Des membres du Creative Feelings Club, de Smart Mauritius et de la Creative Talent Association se sont regroupés au sein d’un collectif avec, pour but, de soutenir l’éducation des enfants dont les parents n’ont pas les moyens de le faire. C’est la deuxième année consécutive que le groupe procède à une distribution de matériel scolaire et, cette fois, le collectif s’est lancé dans une entreprise de collecte et de vente de bouteilles en plastique et de cannettes en aluminium devant être recyclées. Le projet n’est cependant pas encore rentable.

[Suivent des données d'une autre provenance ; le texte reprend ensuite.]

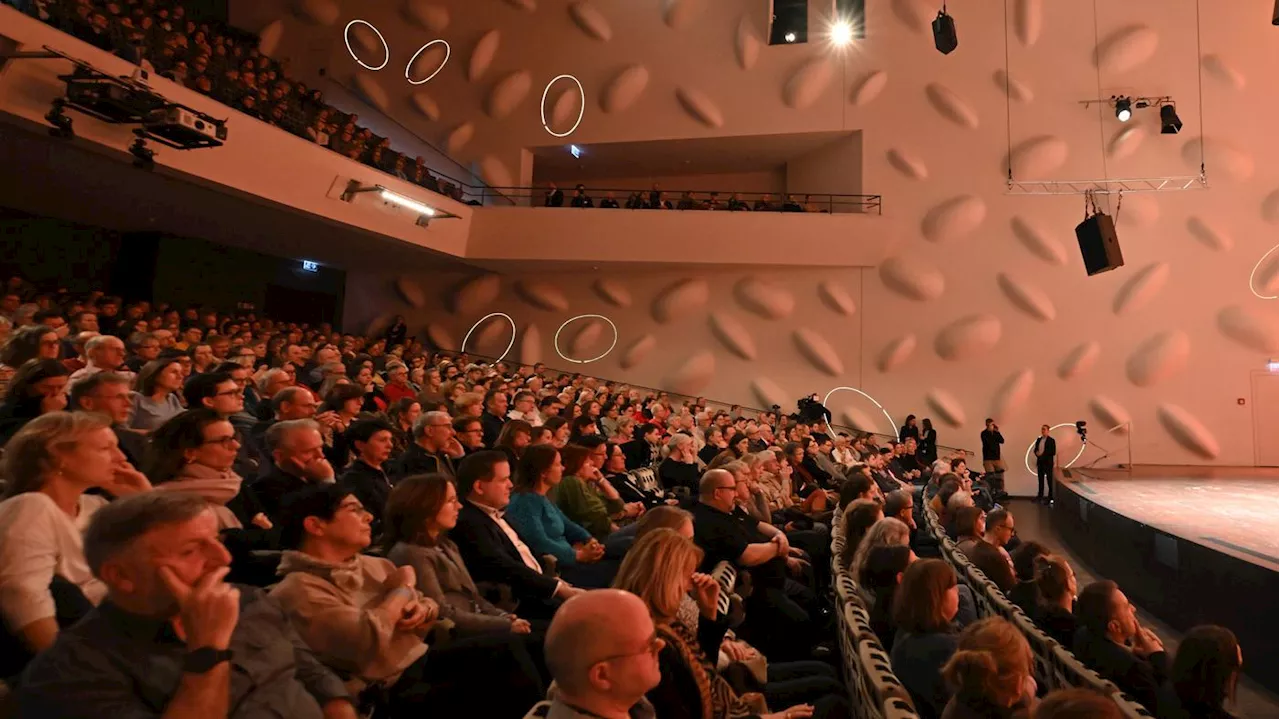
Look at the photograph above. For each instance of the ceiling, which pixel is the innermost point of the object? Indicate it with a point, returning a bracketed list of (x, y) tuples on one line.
[(80, 182), (664, 158)]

« C’est en 2013 que le groupe s’est constitué et, en 2014, l’idée de collecter bouteilles en plastiques et cannettes aluminium a germé », affirme au Mauricien Nishal Purbhoo, coordonnateur national et président du Creative Feelings Club. « Nous avons voulu promouvoir une action durable dans le but de protéger l’environnement tout en aidant les nécessiteux. » Il poursuit : « Nous avons commencé le projet mais, jusqu’à présent, nous avons un volume équivalent à la moitié d’un camion. Ce n’est pas suffisant ! » Par conséquent, en ce début d’année, le collectif a lancé un appel aux dons. Soixante-six enfants et jeunes, dont des universitaires, ont ainsi bénéficié de matériels scolaires. Une distribution avait été organisée le 10 janvier dernier au Village Hall de Goodlands en présence des députés Sangeet Fowdar et Sudesh Rughoobur.

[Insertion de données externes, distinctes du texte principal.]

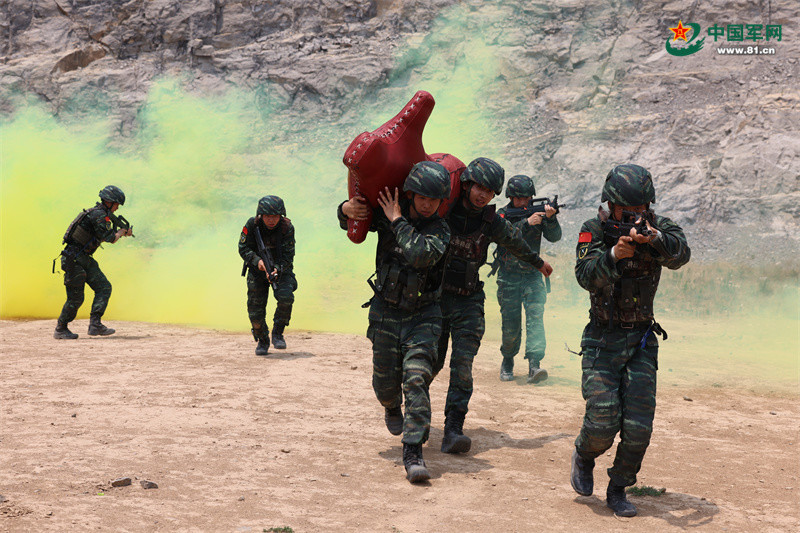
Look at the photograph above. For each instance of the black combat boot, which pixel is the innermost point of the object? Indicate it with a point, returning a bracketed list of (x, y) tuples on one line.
[(618, 502), (535, 374), (581, 476), (63, 332), (507, 369), (261, 336), (97, 328), (394, 420), (263, 347), (277, 337), (454, 440), (415, 466)]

Le collectif compte 17 membres, en sus de l’équipe composée de Nishal Purbhoo, Sahai Biswamithrai, président de Smart Mauritius, Yash Ramchurn, Creative Talent Association, et de Reshmee Damri. Pour récupérer les bouteilles, le collectif fait appel à leur entourage proche – famille, amis et collègues de travail.
« Je suis professeur et, avec le concours du recteur, nous avons la collaboration des élèves », raconte Nishal Purbhoo, professeur au collège Basdeo Bissoondoyal de Flacq, pour citer un exemple de leur façon de procéder. L’exercice a lieu tout le long de l’année. « On les récupère pour les garder dans un entrepôt et lorsque les membres ont du temps, ils viennent pour écraser les bouteilles et cannettes de sorte à minimiser l’espace qu’elles occupent, en attendant d’en avoir suffisamment pour constituer une première cargaison à vendre à une usine de recyclage », affirme Nishal Purbhoo. Il note que ce collectif fonctionne sur une base volontaire à but non lucratif « to provide educational and related support to the children of the poorest of poor families in Mauritius ».

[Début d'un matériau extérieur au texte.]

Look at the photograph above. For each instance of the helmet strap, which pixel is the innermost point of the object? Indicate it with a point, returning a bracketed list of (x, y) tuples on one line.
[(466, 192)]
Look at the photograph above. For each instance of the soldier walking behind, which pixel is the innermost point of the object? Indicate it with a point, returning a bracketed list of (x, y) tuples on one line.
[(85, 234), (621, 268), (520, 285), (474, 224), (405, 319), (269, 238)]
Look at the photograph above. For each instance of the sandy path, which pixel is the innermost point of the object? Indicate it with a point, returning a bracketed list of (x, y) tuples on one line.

Le choix des bénéficiaires se fait à partir des visites et des enquêtes sur les familles, dit-il. Son constat : « Many poor and unfortunate children are capable, creative, intelligent and hardworking except that their families cannot afford the cost of school supplies to register for secondary education levels. » Il poursuit : « The needy families are interviewed and selected on several standard criteria based on the extreme poor conditions of both parents. Once our needy students are identified, they must provide a copy of their results. Different secondary schools have different prescribed specific school supplies requirements. » Et d’insister enfin sur le fait que le collectif souhaite contribuer à « faire tomber les barrières qui constituent un obstacle à l’accès à l’éducation de qualité pour tous ».